Yıldırım, Manisa'da 17 şehzade yetiştiğini, bazılarının Osmanlı tahtına geçtiğini ve Osmanlı İmparatorluğunun kaderinde, yönetiminde söz sahibi olduğunu kaydederek bu toprakların Fatih Sultan Mehmet ve Kanuni Sultan Süleyman'ı çıkardığını, Manisa'nın tarihe damga vurduğunu söyledi.
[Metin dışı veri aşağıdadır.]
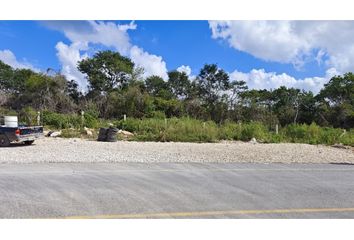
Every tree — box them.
[145,76,172,99]
[168,71,191,99]
[195,64,231,122]
[66,80,83,104]
[317,73,354,128]
[0,61,14,92]
[78,51,134,93]
[196,64,230,106]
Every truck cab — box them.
[0,116,43,147]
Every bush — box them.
[43,111,81,129]
[240,122,270,142]
[117,118,218,142]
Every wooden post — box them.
[81,111,85,128]
[37,112,41,126]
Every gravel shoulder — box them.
[0,138,354,163]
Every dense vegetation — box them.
[0,51,354,144]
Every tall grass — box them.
[37,109,354,146]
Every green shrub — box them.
[42,111,81,129]
[117,118,218,142]
[240,122,269,142]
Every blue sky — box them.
[0,21,354,92]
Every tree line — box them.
[0,51,354,129]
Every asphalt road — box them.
[0,163,354,218]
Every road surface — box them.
[0,163,354,218]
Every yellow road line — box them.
[67,208,354,219]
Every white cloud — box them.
[230,68,339,94]
[0,49,39,72]
[46,21,167,89]
[209,21,354,72]
[130,46,168,80]
[177,65,192,76]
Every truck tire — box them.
[24,140,34,145]
[0,134,10,147]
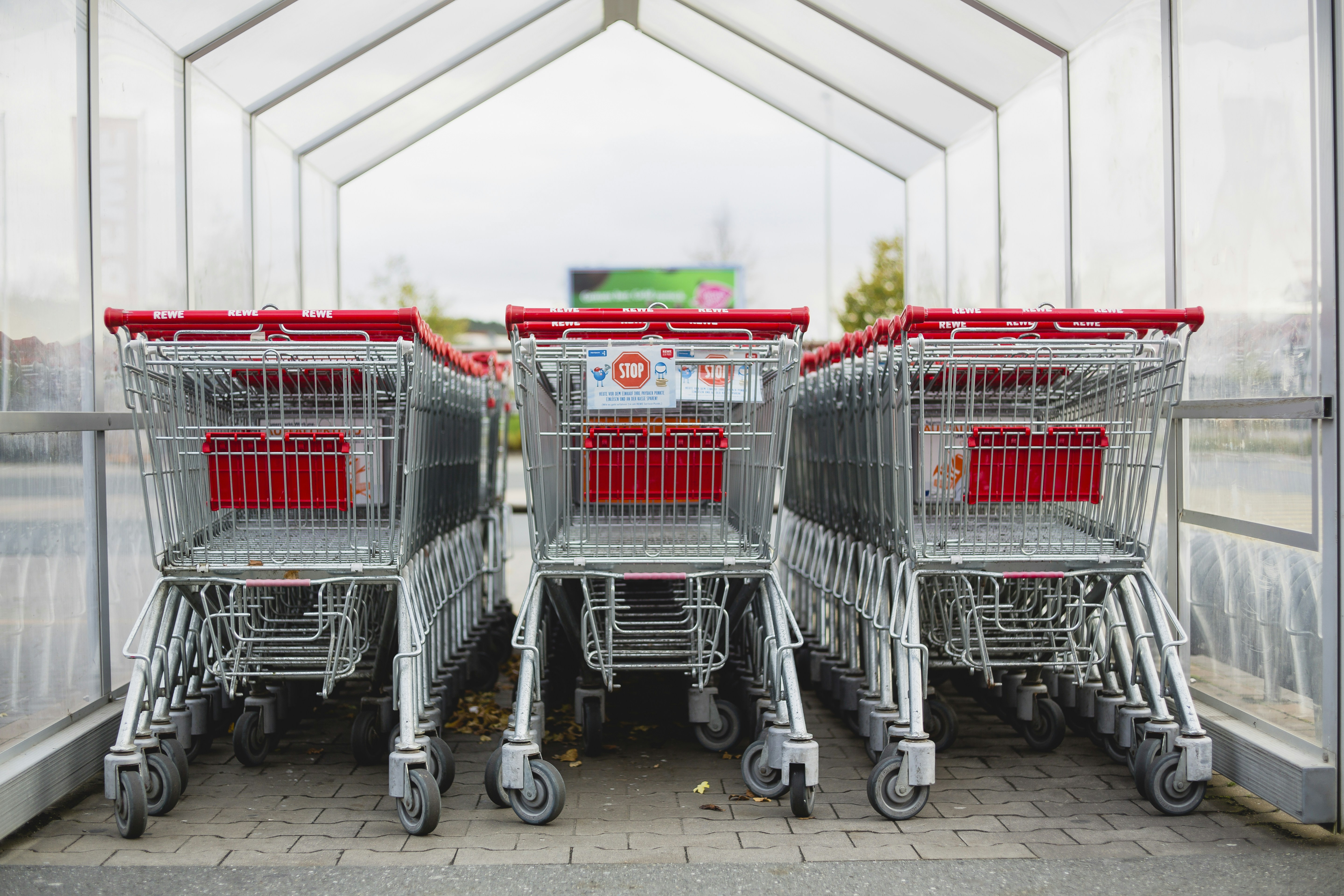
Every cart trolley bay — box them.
[104,309,509,837]
[505,306,817,823]
[784,308,1211,818]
Manisa'nın kurtuluş mücadelesinde sapa sağlam durduğunu ifade eden Başbakan Yıldırım, "Cumhuriyetin kuruluşunda nasıl mührünü vurduysa 15 Temmuz alçak FETO darbe girişiminde de aynı şekilde dimdik durmuş, ay yıldızlı bayrağı indirtmemiş, ezanları dindirtmemiş, darbecilere darbeyi vurmuştur. Gençler, bu ülkenin birliğine, beraberliğine, huzuruna, kardeşliğine zarar vermek isteyen kim olursa olsun, ne kadar büyük olursa olsun, ne kadar uzakta olursa olsun bu millet gereken cevabı verir. Gençler yeni bir destan yazmaya hazır mısınız? 2019'da yeni bir zafere var mısınız? Aydınlık Türkiye'nin kapılarını Manisa'ya yakışır şekilde açacak mıyız?" diye konuştu.
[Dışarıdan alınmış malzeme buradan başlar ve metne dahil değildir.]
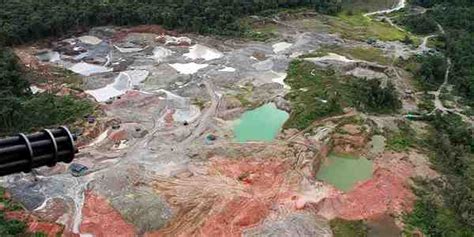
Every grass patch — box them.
[285,60,347,129]
[325,12,407,41]
[342,0,397,13]
[285,60,401,129]
[385,123,416,152]
[329,218,368,237]
[312,46,392,65]
[417,93,435,113]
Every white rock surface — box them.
[86,70,149,102]
[170,63,209,74]
[219,67,237,72]
[69,62,113,76]
[273,42,293,53]
[183,44,224,61]
[151,46,174,61]
[77,35,102,45]
[114,45,143,53]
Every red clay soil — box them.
[80,191,135,237]
[5,211,64,237]
[148,159,289,237]
[316,169,415,220]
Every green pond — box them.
[234,103,289,142]
[316,155,373,192]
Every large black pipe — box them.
[0,127,78,176]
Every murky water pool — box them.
[234,104,289,142]
[316,154,373,192]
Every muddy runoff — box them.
[3,19,436,236]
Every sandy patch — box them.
[77,35,102,45]
[86,70,150,102]
[219,67,237,72]
[69,62,113,76]
[170,63,209,74]
[183,44,224,61]
[151,46,174,61]
[272,42,293,53]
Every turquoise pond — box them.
[316,154,373,192]
[234,104,289,142]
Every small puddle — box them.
[234,103,289,142]
[316,155,373,192]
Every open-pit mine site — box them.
[2,0,473,237]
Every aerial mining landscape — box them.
[0,0,474,237]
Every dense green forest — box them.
[403,0,474,237]
[0,48,93,135]
[403,0,474,105]
[0,0,331,44]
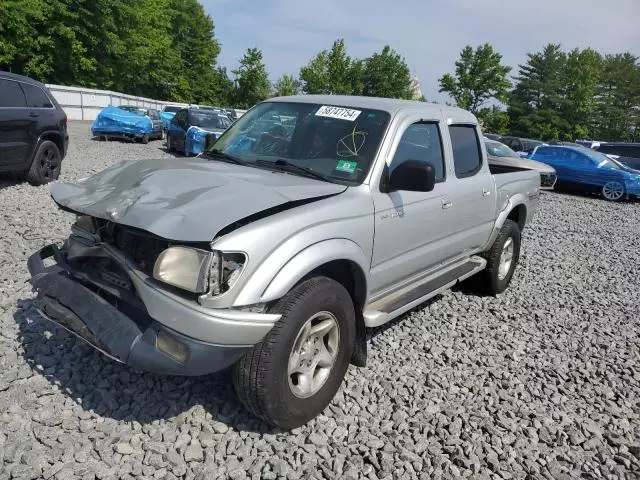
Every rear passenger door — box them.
[20,82,56,159]
[169,110,189,150]
[371,117,456,297]
[0,78,31,170]
[449,123,496,253]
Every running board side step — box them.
[363,256,487,328]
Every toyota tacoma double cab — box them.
[28,95,540,429]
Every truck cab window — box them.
[449,125,482,178]
[389,122,445,182]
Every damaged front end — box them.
[28,215,279,375]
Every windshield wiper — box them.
[202,148,247,165]
[255,159,332,183]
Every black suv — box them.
[595,143,640,170]
[0,72,69,185]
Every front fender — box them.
[234,238,369,306]
[483,191,533,250]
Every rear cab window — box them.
[449,125,482,178]
[0,78,27,108]
[389,122,446,182]
[20,82,53,108]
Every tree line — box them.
[0,0,640,141]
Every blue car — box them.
[167,108,231,156]
[527,145,640,200]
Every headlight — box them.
[211,252,247,295]
[153,247,214,293]
[71,215,96,233]
[153,246,246,296]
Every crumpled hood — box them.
[50,158,347,242]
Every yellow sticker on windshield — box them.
[336,160,358,173]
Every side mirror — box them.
[387,160,436,192]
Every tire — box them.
[600,180,625,202]
[232,277,356,430]
[475,220,521,295]
[27,140,62,185]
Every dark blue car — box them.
[528,145,640,200]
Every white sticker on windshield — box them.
[316,105,362,122]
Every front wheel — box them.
[602,180,624,202]
[233,277,356,429]
[27,140,62,185]
[475,220,521,295]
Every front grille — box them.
[98,220,170,276]
[540,173,556,188]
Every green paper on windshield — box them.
[336,160,358,173]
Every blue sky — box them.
[200,0,640,101]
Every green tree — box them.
[476,105,509,135]
[0,0,220,102]
[273,75,300,97]
[592,53,640,141]
[233,48,271,108]
[362,45,411,99]
[439,43,511,114]
[300,38,361,95]
[562,48,602,139]
[507,44,572,140]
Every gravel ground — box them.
[0,123,640,480]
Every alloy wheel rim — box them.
[287,312,340,398]
[498,237,513,280]
[40,148,60,180]
[602,182,624,200]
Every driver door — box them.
[168,110,189,151]
[371,117,455,297]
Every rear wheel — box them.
[474,220,521,295]
[27,140,62,185]
[233,277,356,429]
[602,180,624,202]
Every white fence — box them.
[47,84,187,120]
[47,84,245,120]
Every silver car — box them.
[29,95,540,428]
[484,137,558,190]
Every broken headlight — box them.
[71,215,96,234]
[153,246,246,296]
[153,247,214,293]
[210,251,247,295]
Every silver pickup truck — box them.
[28,95,540,428]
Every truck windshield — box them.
[211,102,390,184]
[484,142,520,158]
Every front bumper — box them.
[540,172,558,190]
[28,245,273,376]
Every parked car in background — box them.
[484,139,557,190]
[594,143,640,170]
[28,95,540,429]
[529,145,640,201]
[484,133,502,142]
[160,105,182,130]
[167,108,232,156]
[91,105,164,143]
[500,137,544,156]
[0,72,69,185]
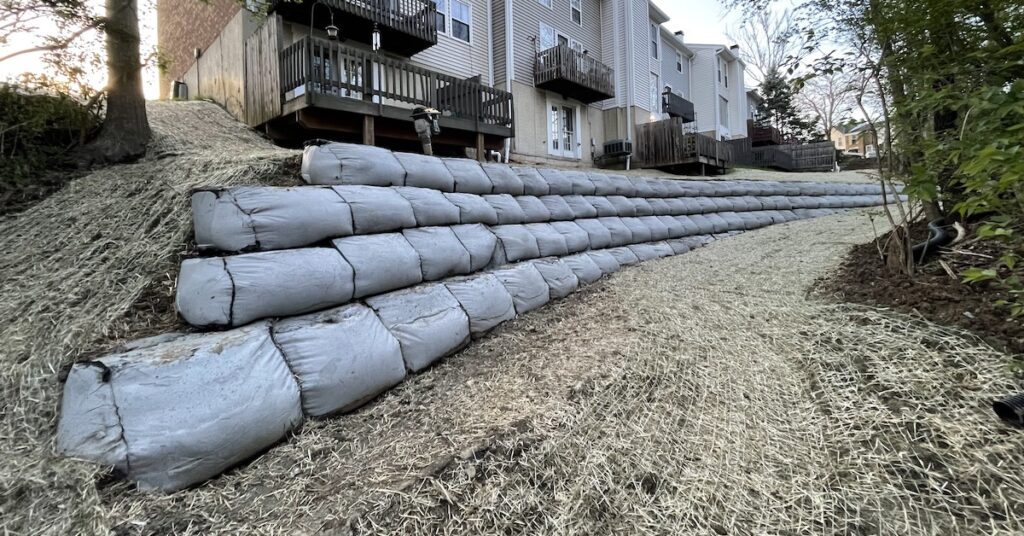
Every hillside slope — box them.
[0,101,299,534]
Başbakan Yıldırım salondaki coşkuya dikkati çekerek, Türkiye'nin her şehrinde en dinamik, en diri teşkilatı olan partinin adının AK Parti olduğunu belirtti. Salonun, dışında binlerce kişi bulunduğunu, içinin tıklım tıklım olduğunu ifade eden Başbakan Yıldırım, Manisa'da bir dahaki toplantıyı yapımı süren 10 bin kişilik salonda gerçekleştireceklerini kaydetti.
Başbakan Yıldırım, kongrenin Manisa'ya, ülkeye hayırlı olmasını dileyerek, şöyle devam etti:
"Bu zamana kadar Manisa'da bu yolda, AK Parti davasında, bu kutlu yürüyüşte hizmeti geçen önceki dönem il başkanlarımıza, milletvekillerimize, partimizin her kademesinde görev almış bütün arkadaşlarımıza teşekkür ediyorum. Yeni yönetimin Berk Mersinli liderliğinde AK Parti'yi yeni rekorlara, zaferlere taşıyacağına yürekten inanıyorum. Bu kongreden sonra başarılarının artarak devamını Mevla'mdan niyaz ediyorum.
Çok değil, 15 yıl önce Türkiye deyince akla kriz geliyordu, kaos geliyordu. Şimdi ise Türkiye denince akla istikrar geliyor, güven geliyor, güçlü ekonomi geliyor. Siyasi ve ekonomik istikrarı yakalayarak 15 yılda büyük başarılara imza attık. Türkiye'nin elde ettiği bu istikrar sadece bugünler için değil gelecek günlerimiz için de aynı şekilde önemlidir. Bu istikrara, bu güvene sahip çıkmak hepimizin en öncelikli görevidir."
Yıldırım, iktidara geldiklerinde Türkiye'nin hiçbir sorununun kaderi olmadığını söylediklerini belirtti.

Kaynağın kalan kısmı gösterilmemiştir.